And the generated Vulkan code:

void TestClass_Generated::PackXYCmd(uint tidX, uint tidY, uint* out_pakedXY)
{
  vkCmdBindPipeline(m_currCmdBuffer, VK_PIPELINE_BIND_POINT_COMPUTE, PackXYPipeline);
  uint32_t pcData[3] = { tidX, tidY, 1 };
  vkCmdPushConstants(m_currCmdBuffer, PackXYLayout, VK_SHADER_STAGE_COMPUTE_BIT, 0, sizeof(uint32_t)*3, pcData);
  vkCmdDispatch(m_currCmdBuffer, tidX/m_blockSize[0], tidY/m_blockSize[1], 1/m_blockSize[2]);
  //and the barrier, not shown here 
}

void TestClass_Generated::PackXYCmd(VkCommandBuffer a_commandBuffer, int tidX, uint tidY, uint* out_pakedXY)
{
  m_currCmdBuffer = a_commandBuffer;
  vkCmdBindDescriptorSets(a_commandBuffer, VK_PIPELINE_BIND_POINT_COMPUTE, PackXYLayout, 0, 1, &m_allGeneratedDS[0], 0, nullptr);
  PackXYCmd(tidX, tidY, out_pakedXY);
}

Now let's analyze this example. In this example we used three special names:

  1. "tidX";

  2. "tidY";

  3. Prefix "kernel_".

First two indicates that arguments of both "kernel_PackXY" and "PackXY" are considered by kernel_slicer in a special way: as thread id. The last one prompt our translator to threat "kernel_PackXY" function in a special way: as seperate a kernel.

Fine, so, why do we need this second PackXY class member?

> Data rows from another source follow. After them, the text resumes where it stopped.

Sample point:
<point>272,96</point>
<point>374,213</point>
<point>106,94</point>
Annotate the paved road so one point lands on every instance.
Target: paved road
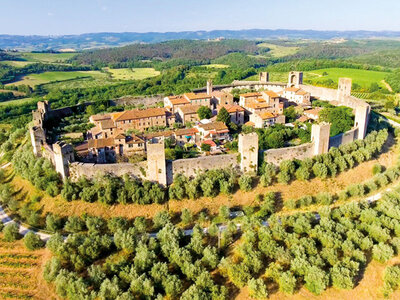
<point>5,219</point>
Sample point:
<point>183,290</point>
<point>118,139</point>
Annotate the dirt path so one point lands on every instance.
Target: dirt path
<point>387,86</point>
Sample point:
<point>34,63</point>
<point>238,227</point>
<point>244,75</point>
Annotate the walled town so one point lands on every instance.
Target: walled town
<point>199,120</point>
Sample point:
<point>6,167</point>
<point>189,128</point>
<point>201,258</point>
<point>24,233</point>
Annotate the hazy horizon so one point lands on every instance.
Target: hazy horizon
<point>96,16</point>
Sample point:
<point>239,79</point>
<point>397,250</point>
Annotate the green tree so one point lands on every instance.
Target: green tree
<point>11,232</point>
<point>204,112</point>
<point>224,116</point>
<point>32,241</point>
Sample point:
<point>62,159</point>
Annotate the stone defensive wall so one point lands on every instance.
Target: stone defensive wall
<point>90,170</point>
<point>191,166</point>
<point>276,156</point>
<point>158,169</point>
<point>147,101</point>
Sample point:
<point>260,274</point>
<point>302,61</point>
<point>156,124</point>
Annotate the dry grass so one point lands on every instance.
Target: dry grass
<point>21,272</point>
<point>370,287</point>
<point>296,189</point>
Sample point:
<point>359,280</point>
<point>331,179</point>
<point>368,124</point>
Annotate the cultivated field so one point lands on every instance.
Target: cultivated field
<point>293,190</point>
<point>279,51</point>
<point>361,77</point>
<point>42,78</point>
<point>132,73</point>
<point>47,57</point>
<point>21,272</point>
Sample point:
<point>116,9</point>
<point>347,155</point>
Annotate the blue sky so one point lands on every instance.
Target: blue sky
<point>53,17</point>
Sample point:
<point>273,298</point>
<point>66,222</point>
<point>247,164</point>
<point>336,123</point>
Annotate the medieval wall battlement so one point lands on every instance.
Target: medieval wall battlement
<point>156,168</point>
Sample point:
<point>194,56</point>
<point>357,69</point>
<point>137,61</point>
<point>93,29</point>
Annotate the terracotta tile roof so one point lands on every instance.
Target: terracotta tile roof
<point>209,142</point>
<point>266,115</point>
<point>251,94</point>
<point>82,147</point>
<point>232,108</point>
<point>314,111</point>
<point>176,100</point>
<point>139,114</point>
<point>100,143</point>
<point>271,94</point>
<point>100,117</point>
<point>301,92</point>
<point>257,105</point>
<point>193,96</point>
<point>186,131</point>
<point>158,134</point>
<point>107,124</point>
<point>303,119</point>
<point>217,126</point>
<point>189,109</point>
<point>134,139</point>
<point>292,89</point>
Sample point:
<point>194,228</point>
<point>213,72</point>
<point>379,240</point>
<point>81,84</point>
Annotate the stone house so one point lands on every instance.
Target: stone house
<point>297,95</point>
<point>266,119</point>
<point>213,130</point>
<point>188,113</point>
<point>236,112</point>
<point>185,135</point>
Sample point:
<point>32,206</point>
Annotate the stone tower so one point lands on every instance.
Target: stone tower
<point>344,89</point>
<point>320,137</point>
<point>156,165</point>
<point>209,87</point>
<point>295,79</point>
<point>264,77</point>
<point>248,149</point>
<point>361,119</point>
<point>63,156</point>
<point>38,139</point>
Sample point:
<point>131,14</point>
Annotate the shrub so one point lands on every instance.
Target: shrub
<point>257,289</point>
<point>320,170</point>
<point>33,241</point>
<point>382,252</point>
<point>245,183</point>
<point>376,169</point>
<point>11,232</point>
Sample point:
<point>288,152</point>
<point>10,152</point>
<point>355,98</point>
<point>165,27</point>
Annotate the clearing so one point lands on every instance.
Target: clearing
<point>279,51</point>
<point>295,189</point>
<point>369,287</point>
<point>42,78</point>
<point>216,66</point>
<point>361,77</point>
<point>132,73</point>
<point>21,272</point>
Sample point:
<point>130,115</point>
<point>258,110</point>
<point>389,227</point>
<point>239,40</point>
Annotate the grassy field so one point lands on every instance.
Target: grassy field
<point>35,79</point>
<point>132,73</point>
<point>21,272</point>
<point>17,64</point>
<point>47,57</point>
<point>216,66</point>
<point>361,77</point>
<point>294,190</point>
<point>279,51</point>
<point>17,101</point>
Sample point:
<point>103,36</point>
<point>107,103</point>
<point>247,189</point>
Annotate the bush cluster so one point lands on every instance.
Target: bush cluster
<point>326,165</point>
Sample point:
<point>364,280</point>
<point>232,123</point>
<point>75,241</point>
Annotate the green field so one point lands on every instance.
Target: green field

The answer is that PackXY tells to generator what kernels you actually want to run and in which order. We call such functions "Main" or "Control" function because they control kernel execution order. So, basically RTV template consists of 2 types of functions:

  1. Kernels which always should have prefix "kernel_" in their name;

  2. Control functions, which define sequence kernels that will be placed in command buffer. It should be note immediately that control functions are restricted in several ways. These restrictions are actually define what you can do within the RTV pattern and what you can't. We will consider them later during more complex examples.

Now it is clear why 2 functions were generated. The first one reflects single kernel run for "kernel_PackXY":

void TestClass_Generated::PackXYCmd(uint tidX, uint tidY, uint* out_pakedXY);

In general, you should not call this function in you code.

The second one reflects contrtol function and it assumed you will use it:

void TestClass_Generated::PackXYCmd(VkCommandBuffer a_commandBuffer, int tidX, uint tidY, uint* out_pakedXY)

In fact this is not the end because there is a question of where in GPU memory the result of this last PackXYCmd will be stored. Yes, we have missed this thing previously. So, one more function will be generated actually:

void TestClass_Generated::SetVulkanInOutFor_PackXY(VkBuffer a_out_pakedXYBuffer,   
                                                   size_t   a_out_pakedXYOffset);

Well, Vulkan separate input/output definition for you kernels and kernel lauch logic which is defined during command buffer write. During writing command buffer you can't actually create new binding for you kernel. From the Vulkan specification: The descriptor set contents bound by a call to vkCmdBindDescriptorSets may be consumed during host execution of the command, or during shader execution of the resulting draws, or any time in between. Thus, the contents must not be altered (overwritten by an update command, or freed) between when the command is recorded and when the command completes executing on the queue.

Thus, you must create all bindings in advance for which we generate these "SetVulkanInOutFor_XXX" functions.